The house and garden next to the winery.

So tidy!

More flags!

The woman in the painting looked a bit judgemental, don't you think?

Sue, Mary Lou and Joan.
(Loved Mary Lou's hat and white beads, and Sue's dress!)
The green bag held a surprise.

I think this is my only photo of Sue and me together....

OK...what Canadian came by and piled the rocks?
We soon were settled in for wine tasting.

I liked several of the wines, but couldn't purchase any as it is against the law to ship wine into Utah and I was doing carry on luggage; a bottle of wine is way over the 3 ounce liquid rule for carry on.
The first wine, Ballet of Angels, was especially nice.

Then came the surprise:
It was Joan's birthday celebration!
Mary Lou had smuggled in the cake (after getting permission from the winery) and boy was it a delicious coconut cake!
Joan blew out candles...

Opening gifts from her friends.
It was really a swell little party.
I asked how the three ladies had met.
Two met in line for an event, exchanged phone number and a friendship began and expanded with Sue later on.
Isn't that fun?
We had a little giggle about the monkeys in the room.
No, not too much wine...there really were monkey's holding umbrellas!

The Vineyard Reserve Chardonnay:
I am still not sure what "flinty" character tastes like.
Guess I need to find some flint somewhere and pop it in my mouth so I will know.

The winery served meals as well, and had wonderful outdoor spaces for parties.
I can imagine how marvelous the vineyards must look in autumn.

The outdoor "room" had beautiful blooming plants.

Wind chimes...

Eye catching art pieces....

It has been a while since I saw a white passion flower in bloom.

Or dinner plate sized dahlias.

Surrounded by tennis ball sized dahlias with frosty white petal tips.

I loved the way the spigots were mounted on the outside wall.

Thunderclouds were building.
A weather warning was out for surrounding areas.
We didn't even get a drop of rain.

An over achieving hydrangea variety.
Why settle for one color per bush when you can have a rainbow of colors instead?
(I should have snooped to see if there was a name tag on this plant somewhere.)

Darkening skies...a classic summer storm scene.

I didn't see the Winery's sign until we were on the way out!
The drive back home was taken via a different route, or so it seemed to me.
I appreciated seeing Connecticut from the front seat with a great driver managing the road for us.
The perfect day ended as the ones before, with Sue and I enjoying time in the breezeway, with random fireworks still popping and fireflies flitting about outside.
To be continued....


ellen b. said...

lovely, lovely!
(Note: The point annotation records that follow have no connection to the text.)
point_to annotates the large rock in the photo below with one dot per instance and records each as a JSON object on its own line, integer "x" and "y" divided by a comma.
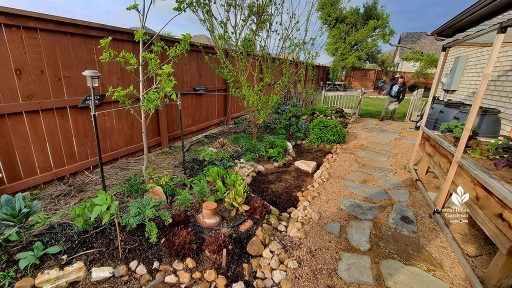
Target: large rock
{"x": 358, "y": 234}
{"x": 254, "y": 247}
{"x": 362, "y": 210}
{"x": 308, "y": 166}
{"x": 398, "y": 275}
{"x": 61, "y": 278}
{"x": 403, "y": 219}
{"x": 101, "y": 273}
{"x": 355, "y": 268}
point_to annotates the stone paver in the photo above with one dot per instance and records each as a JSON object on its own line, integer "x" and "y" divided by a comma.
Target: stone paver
{"x": 333, "y": 228}
{"x": 372, "y": 192}
{"x": 362, "y": 210}
{"x": 376, "y": 170}
{"x": 373, "y": 155}
{"x": 358, "y": 234}
{"x": 390, "y": 182}
{"x": 398, "y": 275}
{"x": 400, "y": 195}
{"x": 408, "y": 248}
{"x": 403, "y": 219}
{"x": 355, "y": 268}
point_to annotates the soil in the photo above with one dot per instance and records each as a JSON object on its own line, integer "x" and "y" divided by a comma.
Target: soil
{"x": 279, "y": 186}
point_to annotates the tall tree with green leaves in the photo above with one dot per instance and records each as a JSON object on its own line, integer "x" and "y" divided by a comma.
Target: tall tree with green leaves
{"x": 263, "y": 48}
{"x": 426, "y": 62}
{"x": 152, "y": 68}
{"x": 354, "y": 33}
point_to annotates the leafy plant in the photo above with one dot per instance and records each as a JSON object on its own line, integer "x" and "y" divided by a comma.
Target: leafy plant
{"x": 145, "y": 211}
{"x": 28, "y": 258}
{"x": 324, "y": 131}
{"x": 15, "y": 213}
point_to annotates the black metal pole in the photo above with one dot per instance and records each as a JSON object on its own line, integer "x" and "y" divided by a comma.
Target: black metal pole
{"x": 97, "y": 136}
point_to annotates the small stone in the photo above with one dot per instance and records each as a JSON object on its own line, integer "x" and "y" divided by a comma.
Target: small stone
{"x": 221, "y": 281}
{"x": 255, "y": 248}
{"x": 145, "y": 279}
{"x": 178, "y": 265}
{"x": 121, "y": 271}
{"x": 210, "y": 275}
{"x": 184, "y": 276}
{"x": 190, "y": 263}
{"x": 285, "y": 283}
{"x": 141, "y": 269}
{"x": 166, "y": 268}
{"x": 246, "y": 225}
{"x": 26, "y": 282}
{"x": 278, "y": 275}
{"x": 171, "y": 279}
{"x": 133, "y": 265}
{"x": 101, "y": 273}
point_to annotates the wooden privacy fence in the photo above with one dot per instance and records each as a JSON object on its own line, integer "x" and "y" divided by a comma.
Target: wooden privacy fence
{"x": 44, "y": 135}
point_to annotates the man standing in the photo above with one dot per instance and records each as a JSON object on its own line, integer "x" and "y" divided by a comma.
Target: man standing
{"x": 396, "y": 94}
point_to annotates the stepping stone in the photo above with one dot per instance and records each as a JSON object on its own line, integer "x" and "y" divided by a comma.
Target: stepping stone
{"x": 373, "y": 155}
{"x": 377, "y": 170}
{"x": 372, "y": 192}
{"x": 358, "y": 234}
{"x": 373, "y": 163}
{"x": 398, "y": 275}
{"x": 355, "y": 268}
{"x": 408, "y": 248}
{"x": 390, "y": 182}
{"x": 399, "y": 195}
{"x": 333, "y": 228}
{"x": 403, "y": 219}
{"x": 362, "y": 210}
{"x": 356, "y": 176}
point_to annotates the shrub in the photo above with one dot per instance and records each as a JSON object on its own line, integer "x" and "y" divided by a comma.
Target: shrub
{"x": 324, "y": 131}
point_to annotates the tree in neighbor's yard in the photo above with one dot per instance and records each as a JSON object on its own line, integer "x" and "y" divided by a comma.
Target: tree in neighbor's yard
{"x": 263, "y": 48}
{"x": 354, "y": 33}
{"x": 152, "y": 68}
{"x": 425, "y": 62}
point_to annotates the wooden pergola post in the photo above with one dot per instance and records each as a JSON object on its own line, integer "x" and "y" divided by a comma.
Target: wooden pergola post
{"x": 435, "y": 85}
{"x": 496, "y": 47}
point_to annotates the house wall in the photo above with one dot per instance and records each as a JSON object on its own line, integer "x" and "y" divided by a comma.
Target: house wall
{"x": 499, "y": 90}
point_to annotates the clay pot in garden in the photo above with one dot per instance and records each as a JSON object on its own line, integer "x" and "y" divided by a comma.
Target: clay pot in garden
{"x": 209, "y": 216}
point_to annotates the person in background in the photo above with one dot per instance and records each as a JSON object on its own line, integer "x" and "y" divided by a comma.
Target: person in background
{"x": 396, "y": 94}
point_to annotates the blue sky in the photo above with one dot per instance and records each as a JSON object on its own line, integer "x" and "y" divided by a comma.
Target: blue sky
{"x": 406, "y": 16}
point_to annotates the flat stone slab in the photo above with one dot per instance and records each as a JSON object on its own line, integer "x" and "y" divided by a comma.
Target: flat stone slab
{"x": 398, "y": 275}
{"x": 362, "y": 210}
{"x": 376, "y": 170}
{"x": 373, "y": 163}
{"x": 400, "y": 195}
{"x": 372, "y": 192}
{"x": 355, "y": 268}
{"x": 390, "y": 182}
{"x": 408, "y": 248}
{"x": 356, "y": 176}
{"x": 403, "y": 219}
{"x": 358, "y": 234}
{"x": 373, "y": 155}
{"x": 333, "y": 228}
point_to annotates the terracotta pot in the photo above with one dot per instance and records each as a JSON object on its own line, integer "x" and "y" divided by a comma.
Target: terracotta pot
{"x": 209, "y": 216}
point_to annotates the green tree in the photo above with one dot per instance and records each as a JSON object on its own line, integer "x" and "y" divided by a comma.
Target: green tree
{"x": 152, "y": 68}
{"x": 263, "y": 48}
{"x": 354, "y": 33}
{"x": 425, "y": 61}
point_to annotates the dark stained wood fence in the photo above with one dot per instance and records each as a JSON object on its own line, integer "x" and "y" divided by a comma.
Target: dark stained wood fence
{"x": 44, "y": 136}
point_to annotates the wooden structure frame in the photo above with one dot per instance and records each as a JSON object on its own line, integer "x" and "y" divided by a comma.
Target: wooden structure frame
{"x": 490, "y": 202}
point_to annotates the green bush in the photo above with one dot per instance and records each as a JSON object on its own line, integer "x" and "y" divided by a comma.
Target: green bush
{"x": 324, "y": 131}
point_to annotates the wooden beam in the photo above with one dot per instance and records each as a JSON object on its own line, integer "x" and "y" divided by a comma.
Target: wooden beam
{"x": 435, "y": 85}
{"x": 498, "y": 41}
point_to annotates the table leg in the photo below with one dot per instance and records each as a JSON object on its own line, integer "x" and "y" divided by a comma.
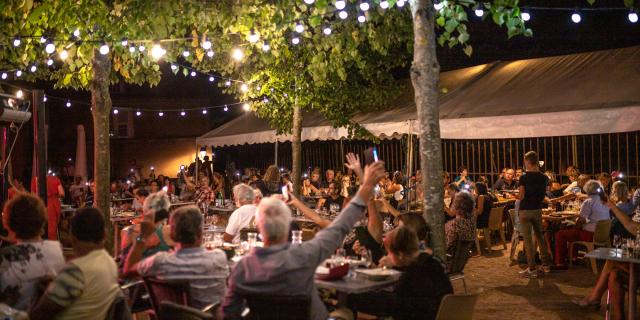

Back roads are the best!

Lovella ♥ said...

Another amazing tour day. I can't help but feel this is your perfect holiday. So much to see, new friends to meet, delicious food and wine to taste and so many new things to learn about.
I did enjoy the clotheslines...thanks for those pictures. The photo of the house beside the winery is beautiful.
I couldn't help but think how we got away with taking our children camping each year.

Vee said...

Sue gave you the hundred dollar tour! Loved reading how these ladies met. Sounds almost as unique as meeting online. Beautiful home and thank you for tucking in those historical bits. Looking forward to the next installment!

Pondside said...

What a wonderful day it must have been. I'd have wanted to look at every last thing in that house and garden - what a story!